Question

PLEASE HELP!!!!!!!!

Verify each trigonometric equation by substituting identities to match the right hand side of the equation to the left hand side of the equation.

(sin x) / (1-cos x) + (sin x) / (1+cos x) = 2 csc x

Answer 1

@kaiidayy What is this?

Answer 2

@Butterfly16 : \[\frac{\sin x}{1-\cos x} + \frac{\sin x}{1+\cos x}\]

Answer 3

Like this?

Answer 4

Yes

Answer 5

\[\frac{\sin x(1+\cos x)+\sin x(1-\cos x)}{(1-\cos x)(1+\cos x)}\]

Answer 6

\[\frac{sinx +\sin x \cos x + \sin x - \cos x \sin x}{1 - \cos^2 x}\]

Answer 7

\[\frac{2 \sin x}{ 1 - \cos^2 x }\]

Answer 8

Can you solve now?

Answer 9

Do they turn into a different identity?

Answer 10

\[\frac{ 2 \sin x }{ 1-\cos^2 x }\]is equal to 2 csc x right?

Answer 11

Recall
cos^2 x + sin^2 x =1

Answer 12

I don't understand how to put that into the equation :/

Answer 13

cos^2 x + sin^2 x =1

sin^2x = 1 - cos^2 x

Answer 14

so:

2sinx/sin^2x

Answer 15

And what would that go down to?
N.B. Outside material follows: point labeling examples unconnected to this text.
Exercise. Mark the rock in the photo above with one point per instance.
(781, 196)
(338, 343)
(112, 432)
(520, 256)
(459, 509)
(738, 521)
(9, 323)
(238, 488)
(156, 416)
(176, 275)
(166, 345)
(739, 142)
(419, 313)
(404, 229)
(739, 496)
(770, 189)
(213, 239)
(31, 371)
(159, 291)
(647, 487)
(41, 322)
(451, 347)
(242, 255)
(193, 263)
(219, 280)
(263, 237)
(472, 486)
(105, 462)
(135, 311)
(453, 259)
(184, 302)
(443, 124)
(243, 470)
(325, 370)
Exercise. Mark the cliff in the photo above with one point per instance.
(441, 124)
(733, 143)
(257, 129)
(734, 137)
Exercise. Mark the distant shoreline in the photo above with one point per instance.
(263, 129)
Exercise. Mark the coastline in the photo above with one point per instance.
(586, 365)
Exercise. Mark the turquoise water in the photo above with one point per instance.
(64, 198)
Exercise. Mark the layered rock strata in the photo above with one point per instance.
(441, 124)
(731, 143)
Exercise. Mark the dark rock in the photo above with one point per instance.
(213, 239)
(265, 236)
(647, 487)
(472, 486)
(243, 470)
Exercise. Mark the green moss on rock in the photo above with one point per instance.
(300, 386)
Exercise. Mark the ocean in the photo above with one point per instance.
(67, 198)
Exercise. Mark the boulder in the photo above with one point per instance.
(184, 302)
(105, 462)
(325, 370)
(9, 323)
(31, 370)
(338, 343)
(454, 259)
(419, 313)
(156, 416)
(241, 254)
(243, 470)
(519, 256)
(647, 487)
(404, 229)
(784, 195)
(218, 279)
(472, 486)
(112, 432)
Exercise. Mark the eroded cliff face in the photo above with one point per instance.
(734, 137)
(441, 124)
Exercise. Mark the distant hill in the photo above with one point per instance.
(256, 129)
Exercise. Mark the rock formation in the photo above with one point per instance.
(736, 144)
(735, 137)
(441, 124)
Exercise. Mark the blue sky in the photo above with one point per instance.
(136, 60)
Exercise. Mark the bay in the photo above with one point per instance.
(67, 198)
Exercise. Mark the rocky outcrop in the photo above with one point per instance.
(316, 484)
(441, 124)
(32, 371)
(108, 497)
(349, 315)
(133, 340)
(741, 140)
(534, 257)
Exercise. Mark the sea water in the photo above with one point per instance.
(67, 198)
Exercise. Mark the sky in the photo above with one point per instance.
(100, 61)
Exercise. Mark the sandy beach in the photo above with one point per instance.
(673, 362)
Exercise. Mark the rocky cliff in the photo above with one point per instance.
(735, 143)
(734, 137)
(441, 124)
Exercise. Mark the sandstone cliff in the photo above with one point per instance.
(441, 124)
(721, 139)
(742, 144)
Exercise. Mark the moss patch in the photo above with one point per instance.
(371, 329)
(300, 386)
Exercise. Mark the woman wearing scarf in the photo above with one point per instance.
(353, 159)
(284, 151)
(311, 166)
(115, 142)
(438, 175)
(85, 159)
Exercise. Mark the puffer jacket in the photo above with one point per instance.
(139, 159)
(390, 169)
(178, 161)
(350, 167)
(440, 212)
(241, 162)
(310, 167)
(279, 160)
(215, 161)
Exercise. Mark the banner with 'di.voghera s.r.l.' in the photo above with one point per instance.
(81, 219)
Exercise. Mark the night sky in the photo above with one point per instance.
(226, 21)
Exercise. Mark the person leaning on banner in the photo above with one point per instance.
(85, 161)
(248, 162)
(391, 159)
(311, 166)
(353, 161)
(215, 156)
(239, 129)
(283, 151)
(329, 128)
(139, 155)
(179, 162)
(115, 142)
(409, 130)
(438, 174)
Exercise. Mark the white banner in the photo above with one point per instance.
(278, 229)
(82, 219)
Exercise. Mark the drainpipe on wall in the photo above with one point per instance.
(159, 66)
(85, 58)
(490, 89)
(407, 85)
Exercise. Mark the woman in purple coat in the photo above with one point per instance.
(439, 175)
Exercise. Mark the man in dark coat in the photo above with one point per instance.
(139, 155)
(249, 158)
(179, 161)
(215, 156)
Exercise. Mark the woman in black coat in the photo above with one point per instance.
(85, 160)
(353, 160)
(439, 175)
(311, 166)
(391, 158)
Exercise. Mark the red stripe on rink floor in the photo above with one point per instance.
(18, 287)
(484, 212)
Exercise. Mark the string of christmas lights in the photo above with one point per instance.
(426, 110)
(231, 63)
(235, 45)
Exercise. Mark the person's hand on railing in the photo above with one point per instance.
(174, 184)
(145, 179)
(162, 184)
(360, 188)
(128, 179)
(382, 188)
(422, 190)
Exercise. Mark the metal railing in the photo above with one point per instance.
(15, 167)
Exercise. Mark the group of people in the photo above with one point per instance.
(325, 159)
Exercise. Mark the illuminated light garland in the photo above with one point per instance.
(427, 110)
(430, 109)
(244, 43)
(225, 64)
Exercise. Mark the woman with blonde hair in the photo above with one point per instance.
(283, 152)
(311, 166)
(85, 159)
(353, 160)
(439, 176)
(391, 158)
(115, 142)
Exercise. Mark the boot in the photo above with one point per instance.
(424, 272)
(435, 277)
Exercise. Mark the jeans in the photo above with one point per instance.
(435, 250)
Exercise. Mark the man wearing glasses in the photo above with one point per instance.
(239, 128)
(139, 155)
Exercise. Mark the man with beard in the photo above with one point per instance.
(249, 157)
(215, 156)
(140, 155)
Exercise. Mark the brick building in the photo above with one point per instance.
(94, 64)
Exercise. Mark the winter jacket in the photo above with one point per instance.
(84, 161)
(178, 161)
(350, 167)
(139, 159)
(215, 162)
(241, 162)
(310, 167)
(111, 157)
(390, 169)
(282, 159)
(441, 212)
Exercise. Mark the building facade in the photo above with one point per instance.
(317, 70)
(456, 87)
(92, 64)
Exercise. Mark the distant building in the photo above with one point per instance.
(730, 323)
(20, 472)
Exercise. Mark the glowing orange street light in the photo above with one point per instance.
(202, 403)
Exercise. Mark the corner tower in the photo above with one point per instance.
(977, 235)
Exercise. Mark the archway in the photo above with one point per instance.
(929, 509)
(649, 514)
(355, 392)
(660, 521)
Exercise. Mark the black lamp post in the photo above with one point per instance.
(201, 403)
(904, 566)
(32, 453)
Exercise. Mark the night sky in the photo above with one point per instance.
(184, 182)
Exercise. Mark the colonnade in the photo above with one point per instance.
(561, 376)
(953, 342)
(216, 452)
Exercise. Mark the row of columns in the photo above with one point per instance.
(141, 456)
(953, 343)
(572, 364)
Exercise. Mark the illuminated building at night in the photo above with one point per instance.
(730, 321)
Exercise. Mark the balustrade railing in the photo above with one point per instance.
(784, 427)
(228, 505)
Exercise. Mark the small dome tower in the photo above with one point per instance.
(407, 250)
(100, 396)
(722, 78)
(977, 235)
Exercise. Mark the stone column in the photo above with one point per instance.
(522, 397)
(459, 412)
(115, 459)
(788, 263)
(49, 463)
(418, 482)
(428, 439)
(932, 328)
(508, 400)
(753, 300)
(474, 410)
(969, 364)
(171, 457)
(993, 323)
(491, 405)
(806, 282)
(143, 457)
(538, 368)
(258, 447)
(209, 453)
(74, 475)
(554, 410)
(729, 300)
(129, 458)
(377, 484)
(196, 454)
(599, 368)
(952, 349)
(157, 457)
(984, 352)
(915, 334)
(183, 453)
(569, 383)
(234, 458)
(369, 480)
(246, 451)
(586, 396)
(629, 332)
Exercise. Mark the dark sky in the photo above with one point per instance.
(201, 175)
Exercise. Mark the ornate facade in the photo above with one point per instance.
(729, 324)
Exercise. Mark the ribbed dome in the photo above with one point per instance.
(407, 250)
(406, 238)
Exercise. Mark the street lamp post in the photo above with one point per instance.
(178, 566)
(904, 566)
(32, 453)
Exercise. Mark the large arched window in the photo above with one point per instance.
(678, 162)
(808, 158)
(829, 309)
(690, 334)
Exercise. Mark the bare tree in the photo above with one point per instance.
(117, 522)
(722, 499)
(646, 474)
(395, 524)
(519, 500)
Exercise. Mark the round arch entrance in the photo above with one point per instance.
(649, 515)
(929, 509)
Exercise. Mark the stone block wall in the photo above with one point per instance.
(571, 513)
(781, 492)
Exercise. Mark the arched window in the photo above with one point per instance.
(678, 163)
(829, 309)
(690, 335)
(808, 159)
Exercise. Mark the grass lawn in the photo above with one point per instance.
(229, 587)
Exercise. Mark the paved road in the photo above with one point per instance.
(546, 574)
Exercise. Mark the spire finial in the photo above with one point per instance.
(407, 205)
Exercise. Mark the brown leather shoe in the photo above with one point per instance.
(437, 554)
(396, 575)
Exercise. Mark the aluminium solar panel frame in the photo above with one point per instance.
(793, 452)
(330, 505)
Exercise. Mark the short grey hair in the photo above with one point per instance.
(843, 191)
I cant find an identity in my notes that has those..

Answer 16

this is the basic identity.

Answer 17

Would I use sin(x)=1/csc(x)?

Answer 18

\[\Large \frac{2sinx}{\sin^2x } \to \frac{2 \sin x}{\sin x *\sin x}\]

Answer 19

cscx = 1/sinx
Yes.

Answer 20

so the sin x would cancel one on the top and give sin x?

Answer 21

you'll be left behind with:
2/sin x

Answer 22

and that would be 2 csc x right? since 1/sin x is csc then 2/sin x would make it 2 csc x?

Answer 23

Yes sir.

Answer 24

Thank you SO much for your help! I really truly appreciate it. :o)

Answer 25

:)